One of the big flaws in the screenplay is in all the illogical decisions made by Rebecca and Jay. By keeping Kayla isolated at home and preventing her from continuing her routine school activities, it actually makes Kayla look even more guilty and suspicious. At one point, Jay and Rebecca tell Sam that Kayla is at a doctor’s appointment, but since that’s a lie, there are no medical records to back it up in case Sam tells the police this information. And Jay and Rebecca’s attempts to prevent Sam from talking to Kayla just makes it look like Kayla has something to hide. Sam senses it too.

And about that lawyer that Jay said should be hired to help Kayla. It’s one of the reasons why Rebecca agreed to go along with Jay’s idea to cover up for Kayla. However, it’s not a spoiler to say that a lawyer is never hired for Kayla, although Jay and Rebecca are going to need attorneys, based on all the illegal things that Rebecca and Jay do to cover up for Kayla and all of their lies. The non-existent lawyer is one of many ways that “The Lie” dangles something in front of viewers and then just leaves it hanging.

And the ending of the movie is basically undermined by the fact that earlier in the film, the police investigating Britney’s disappearance found some important email between two people involved in the case. In order for the ending of the movie to be plausible, viewers would have to believe that the police overlooked other email and cell phone records from the same two people. And that investigator oversight doesn’t seem logical or plausible, considering the email between those two people that was already discovered by the police. Even if text and email messages are deleted, they can still be retrieved on hard drives through computer forensics that are available to police investigators.

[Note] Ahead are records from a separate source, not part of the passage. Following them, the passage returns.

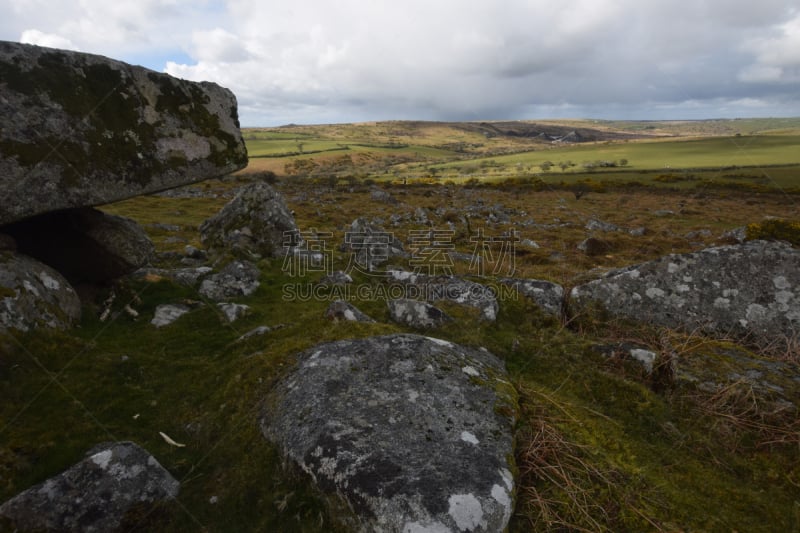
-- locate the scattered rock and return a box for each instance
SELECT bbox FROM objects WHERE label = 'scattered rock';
[684,229,712,240]
[217,302,250,323]
[370,189,397,204]
[721,226,747,244]
[318,270,353,286]
[577,237,611,256]
[0,252,81,331]
[0,441,179,532]
[200,182,299,260]
[199,261,260,301]
[388,270,499,321]
[653,210,675,217]
[261,334,517,533]
[592,342,661,374]
[586,218,620,232]
[135,266,213,287]
[341,218,405,272]
[629,227,647,237]
[571,240,800,349]
[2,208,155,284]
[184,245,208,261]
[387,298,452,328]
[414,207,430,224]
[499,278,564,316]
[0,41,247,226]
[324,300,375,323]
[237,325,275,341]
[519,238,540,249]
[151,304,191,328]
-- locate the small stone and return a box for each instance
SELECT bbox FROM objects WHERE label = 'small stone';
[151,304,191,328]
[325,300,375,323]
[217,303,250,323]
[387,299,452,329]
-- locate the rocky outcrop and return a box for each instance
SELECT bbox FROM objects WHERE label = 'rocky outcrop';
[387,298,452,328]
[388,270,499,321]
[571,240,800,347]
[262,334,517,533]
[0,41,247,226]
[2,207,154,283]
[198,260,260,301]
[0,252,81,331]
[0,441,178,532]
[200,182,298,260]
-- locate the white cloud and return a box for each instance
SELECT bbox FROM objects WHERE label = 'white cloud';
[740,12,800,83]
[19,29,78,51]
[2,0,800,124]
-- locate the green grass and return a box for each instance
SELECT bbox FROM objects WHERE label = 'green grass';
[3,119,800,531]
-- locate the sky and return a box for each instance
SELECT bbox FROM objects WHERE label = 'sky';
[2,0,799,126]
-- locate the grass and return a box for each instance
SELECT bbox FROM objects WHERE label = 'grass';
[2,118,800,531]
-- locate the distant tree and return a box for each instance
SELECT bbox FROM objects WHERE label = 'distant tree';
[540,161,552,172]
[559,161,569,172]
[619,158,628,167]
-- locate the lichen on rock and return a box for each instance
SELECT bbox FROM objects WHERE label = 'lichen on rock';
[0,40,247,226]
[261,334,517,532]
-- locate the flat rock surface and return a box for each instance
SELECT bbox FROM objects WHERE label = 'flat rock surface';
[0,40,247,225]
[0,441,178,532]
[262,334,517,532]
[571,240,800,347]
[387,270,499,321]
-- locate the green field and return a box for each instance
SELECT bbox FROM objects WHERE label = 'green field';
[438,135,800,172]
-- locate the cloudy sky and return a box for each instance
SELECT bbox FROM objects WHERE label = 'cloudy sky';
[3,0,799,126]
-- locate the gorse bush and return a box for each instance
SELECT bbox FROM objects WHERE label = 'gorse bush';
[746,218,800,246]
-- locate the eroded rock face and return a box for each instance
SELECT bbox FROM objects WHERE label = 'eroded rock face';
[571,240,800,347]
[0,441,179,532]
[0,252,81,331]
[0,41,247,225]
[262,334,517,533]
[2,207,154,283]
[199,182,298,259]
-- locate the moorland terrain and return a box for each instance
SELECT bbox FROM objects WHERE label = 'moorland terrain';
[3,117,800,531]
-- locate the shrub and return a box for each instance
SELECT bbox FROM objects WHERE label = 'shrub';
[746,219,800,246]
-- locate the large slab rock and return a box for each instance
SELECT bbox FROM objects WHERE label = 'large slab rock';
[200,182,298,259]
[2,207,154,283]
[262,334,517,532]
[0,441,179,532]
[0,41,247,225]
[571,240,800,347]
[0,251,81,331]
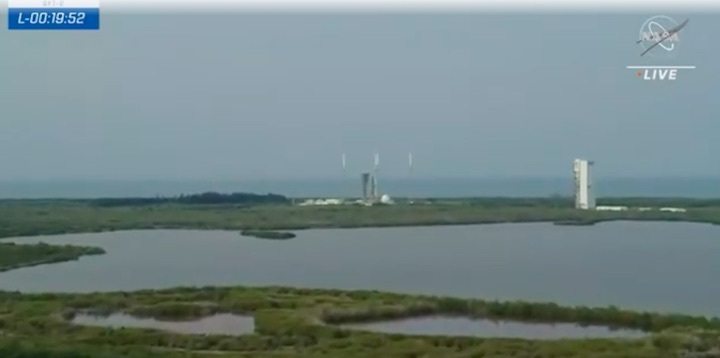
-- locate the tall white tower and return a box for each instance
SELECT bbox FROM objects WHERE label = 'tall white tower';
[573,159,595,209]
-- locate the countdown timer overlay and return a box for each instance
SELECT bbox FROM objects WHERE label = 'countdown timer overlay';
[8,0,100,30]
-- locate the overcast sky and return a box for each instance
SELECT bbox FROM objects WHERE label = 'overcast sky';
[1,12,718,180]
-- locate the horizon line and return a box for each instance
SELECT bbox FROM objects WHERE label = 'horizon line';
[1,176,719,183]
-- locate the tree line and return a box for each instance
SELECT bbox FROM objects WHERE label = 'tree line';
[88,192,289,207]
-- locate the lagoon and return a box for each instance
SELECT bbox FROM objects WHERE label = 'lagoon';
[1,222,720,316]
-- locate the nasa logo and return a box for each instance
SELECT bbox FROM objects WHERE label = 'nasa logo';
[627,15,695,81]
[637,15,683,57]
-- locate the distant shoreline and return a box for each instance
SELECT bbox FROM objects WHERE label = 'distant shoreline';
[0,196,718,240]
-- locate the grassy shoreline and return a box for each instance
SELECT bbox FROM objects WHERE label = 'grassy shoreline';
[0,242,105,272]
[0,285,719,357]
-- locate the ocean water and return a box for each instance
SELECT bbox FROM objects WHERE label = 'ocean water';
[0,178,717,199]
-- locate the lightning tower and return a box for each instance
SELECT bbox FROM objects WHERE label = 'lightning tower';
[573,159,595,210]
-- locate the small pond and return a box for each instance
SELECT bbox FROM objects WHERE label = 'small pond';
[71,312,255,336]
[338,316,648,340]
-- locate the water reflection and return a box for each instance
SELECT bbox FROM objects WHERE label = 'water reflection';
[71,312,255,336]
[339,316,648,340]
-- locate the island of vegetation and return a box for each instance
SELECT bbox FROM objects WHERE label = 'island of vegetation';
[0,285,718,357]
[240,230,297,240]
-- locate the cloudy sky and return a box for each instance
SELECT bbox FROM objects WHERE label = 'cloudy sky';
[1,11,718,180]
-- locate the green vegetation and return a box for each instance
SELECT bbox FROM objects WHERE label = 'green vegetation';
[0,285,719,357]
[0,242,105,272]
[0,196,720,241]
[240,230,297,240]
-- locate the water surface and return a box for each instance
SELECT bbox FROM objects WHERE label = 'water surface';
[2,222,720,316]
[71,313,254,336]
[340,316,648,340]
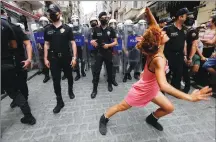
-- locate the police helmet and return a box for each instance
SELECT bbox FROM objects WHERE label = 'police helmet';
[108,19,117,29]
[39,16,49,27]
[71,15,79,26]
[124,19,133,25]
[138,19,147,25]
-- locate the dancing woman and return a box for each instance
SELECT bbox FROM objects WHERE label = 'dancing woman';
[99,8,212,135]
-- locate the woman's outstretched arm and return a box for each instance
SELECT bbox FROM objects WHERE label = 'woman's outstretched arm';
[153,57,212,102]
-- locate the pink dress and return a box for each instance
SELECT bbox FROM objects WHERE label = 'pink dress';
[125,56,169,107]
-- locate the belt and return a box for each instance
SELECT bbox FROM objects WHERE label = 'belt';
[166,51,183,55]
[49,50,70,58]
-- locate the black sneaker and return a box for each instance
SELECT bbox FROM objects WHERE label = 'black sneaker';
[20,115,36,125]
[68,88,75,99]
[53,102,65,114]
[74,75,81,81]
[99,114,109,135]
[123,74,127,82]
[146,113,163,131]
[108,84,113,92]
[127,73,132,80]
[81,71,86,77]
[112,80,118,86]
[43,76,50,83]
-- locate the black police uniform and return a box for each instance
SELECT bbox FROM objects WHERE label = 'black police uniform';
[163,24,187,90]
[91,26,117,98]
[183,27,199,92]
[44,23,75,113]
[10,24,30,101]
[1,18,36,125]
[37,26,50,83]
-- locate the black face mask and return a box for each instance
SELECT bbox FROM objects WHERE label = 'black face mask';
[50,13,59,22]
[91,23,97,27]
[185,18,195,26]
[100,19,107,25]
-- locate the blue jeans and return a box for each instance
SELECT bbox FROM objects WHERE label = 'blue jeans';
[203,58,216,69]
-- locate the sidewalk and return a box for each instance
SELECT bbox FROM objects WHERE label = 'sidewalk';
[1,70,215,142]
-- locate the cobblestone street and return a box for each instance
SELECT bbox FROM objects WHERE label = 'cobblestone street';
[1,70,216,142]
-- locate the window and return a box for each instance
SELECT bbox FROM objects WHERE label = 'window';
[133,1,137,8]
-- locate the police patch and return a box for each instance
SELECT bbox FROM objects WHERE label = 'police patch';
[60,28,65,33]
[107,31,110,36]
[192,32,196,37]
[184,30,187,35]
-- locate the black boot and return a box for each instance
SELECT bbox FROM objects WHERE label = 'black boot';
[68,87,75,99]
[10,100,17,108]
[127,73,132,80]
[112,79,118,86]
[134,72,140,80]
[21,114,36,125]
[99,114,109,135]
[146,113,163,131]
[75,72,81,81]
[62,75,67,80]
[91,84,98,99]
[123,74,128,82]
[43,76,50,83]
[53,97,65,113]
[81,70,86,77]
[108,83,113,92]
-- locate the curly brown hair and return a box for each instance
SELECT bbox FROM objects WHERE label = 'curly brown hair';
[136,25,162,54]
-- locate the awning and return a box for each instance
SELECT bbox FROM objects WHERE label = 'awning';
[1,1,39,20]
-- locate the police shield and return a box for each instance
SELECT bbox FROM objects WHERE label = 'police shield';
[121,25,141,75]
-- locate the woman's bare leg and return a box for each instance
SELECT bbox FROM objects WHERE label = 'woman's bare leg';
[151,91,174,118]
[146,92,174,131]
[105,100,132,118]
[99,100,131,135]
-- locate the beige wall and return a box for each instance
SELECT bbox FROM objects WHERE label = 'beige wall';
[197,1,216,25]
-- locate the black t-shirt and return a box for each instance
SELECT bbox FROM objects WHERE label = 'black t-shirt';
[44,24,74,54]
[186,27,199,56]
[163,24,187,54]
[92,26,117,60]
[10,24,29,57]
[1,18,16,60]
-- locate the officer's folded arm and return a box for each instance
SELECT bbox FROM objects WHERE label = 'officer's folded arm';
[108,38,118,48]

Although the screenplay is problematic, “The Lie” does have very good acting from King, Enos and Sarsgaard, who do the best they can with the flawed script that they’ve been given. There are plenty of suspenseful moments, but too often they are followed by another ludicrous and extreme act by one of the loathsome main characters.

And what makes the cover-up worse in this story is that Rebecca is a former cop who makes some dumb decisions that no self-respecting person with police training would make. Main characters in a suspense thriller don’t have to be likable heroes, but they should at least be believable. And because the movie has too many characters who do too many incredibly stupid things, “The Lie” lacks credibility as a suspense thriller.

Prime Video premiered “The Lie” on October 6, 2020.